The Kasu Brahmananda Reddy National Park and a man-made pond, Lotus Pond, are used by walkers and joggers. Also, there are two other significant natural water bodies in the area: Durgam Cheruvu and Hakimpet Kunta. The former is a major attraction to visitors where boating, trekking, restaurants, and an open-air disco operate. The State Gallery of Fine Arts is located to the northwest or in the region behind the business hub of Road Number 37.
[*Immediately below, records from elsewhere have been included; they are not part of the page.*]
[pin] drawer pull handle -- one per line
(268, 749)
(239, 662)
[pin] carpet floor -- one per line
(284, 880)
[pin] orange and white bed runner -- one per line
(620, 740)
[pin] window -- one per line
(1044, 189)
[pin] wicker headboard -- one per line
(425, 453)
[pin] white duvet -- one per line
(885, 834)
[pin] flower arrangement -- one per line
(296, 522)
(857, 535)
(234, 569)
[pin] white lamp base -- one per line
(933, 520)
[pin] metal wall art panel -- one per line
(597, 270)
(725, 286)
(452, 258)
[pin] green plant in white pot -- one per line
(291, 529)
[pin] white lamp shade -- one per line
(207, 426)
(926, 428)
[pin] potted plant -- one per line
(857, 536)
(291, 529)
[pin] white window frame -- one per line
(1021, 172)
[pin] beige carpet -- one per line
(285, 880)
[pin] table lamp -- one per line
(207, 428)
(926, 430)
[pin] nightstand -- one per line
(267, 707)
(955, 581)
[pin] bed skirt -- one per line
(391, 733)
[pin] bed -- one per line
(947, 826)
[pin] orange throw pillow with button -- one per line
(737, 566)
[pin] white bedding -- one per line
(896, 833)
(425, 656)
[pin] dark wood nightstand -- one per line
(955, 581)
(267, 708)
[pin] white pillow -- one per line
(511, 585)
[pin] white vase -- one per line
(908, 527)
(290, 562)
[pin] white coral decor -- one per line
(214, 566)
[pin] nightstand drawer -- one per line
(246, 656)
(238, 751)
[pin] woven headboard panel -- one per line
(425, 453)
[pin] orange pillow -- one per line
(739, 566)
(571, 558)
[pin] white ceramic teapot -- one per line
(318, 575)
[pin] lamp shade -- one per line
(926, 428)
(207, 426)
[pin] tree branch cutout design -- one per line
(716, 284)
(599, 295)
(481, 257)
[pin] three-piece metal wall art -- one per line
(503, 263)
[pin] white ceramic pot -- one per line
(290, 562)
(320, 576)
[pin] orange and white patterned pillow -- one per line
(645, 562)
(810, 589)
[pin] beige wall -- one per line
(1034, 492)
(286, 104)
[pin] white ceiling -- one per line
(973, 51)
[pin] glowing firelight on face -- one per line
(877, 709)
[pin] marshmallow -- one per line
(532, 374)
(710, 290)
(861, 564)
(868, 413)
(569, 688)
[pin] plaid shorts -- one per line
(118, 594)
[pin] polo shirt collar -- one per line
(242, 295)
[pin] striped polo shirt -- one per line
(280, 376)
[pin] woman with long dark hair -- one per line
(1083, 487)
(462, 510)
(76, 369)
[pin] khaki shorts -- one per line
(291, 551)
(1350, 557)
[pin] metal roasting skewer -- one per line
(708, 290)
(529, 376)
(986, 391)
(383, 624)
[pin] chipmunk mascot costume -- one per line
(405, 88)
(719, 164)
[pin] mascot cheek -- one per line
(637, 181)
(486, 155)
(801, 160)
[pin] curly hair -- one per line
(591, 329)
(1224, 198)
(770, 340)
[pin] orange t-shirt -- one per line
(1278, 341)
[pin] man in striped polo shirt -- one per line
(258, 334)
Places for recreation in the region include the Jubilee Hills International Club, the Film Nagar Club, and the Hyderabad Gymkhana. The Jubilee Hills International Club (JHIC) is an exclusive membership only facility including outdoor Olympic-sized pools, indoor and outdoor restaurants, outdoor movie theatres, library, grand halls, playgrounds, fountains, badminton courts, squash courts, basketball courts, cricket courts, billiards hall, nature spaces, and grand lobby. The JHIC is home to the political and economic elites of Telangana . Nightlife in Jubilee Hills got enhanced by Dock 45, Fat Pigeon, Fusion 9, etc.

===Places of Worship===
The Sita Ramaswamy Temple, Jagannath Temple, Peddamma Temple and Jubilee Hills Mosque and Islamic Centre are the most popular in the area.

==Transport==
TGRTC connects Jubilee Hills to the other parts of Hyderabad. The closest MMTS Train station is at HITEC City. State of the art Hyderabad Metro Rail blue line stations are at Road Number 5, Check Post, Peddamma Temple, and near the intersection of Road Numbers 36 and 37 towards Madhapur road. The Telangana government has also announced the building of a flyover connecting Madhapur to the Jubilee Hills Check Post. The flyover will come up at the backside of Road Numbers 36 and 37. With this addition, Jubilee Hills is set to be a central transport hub of Hyderabad.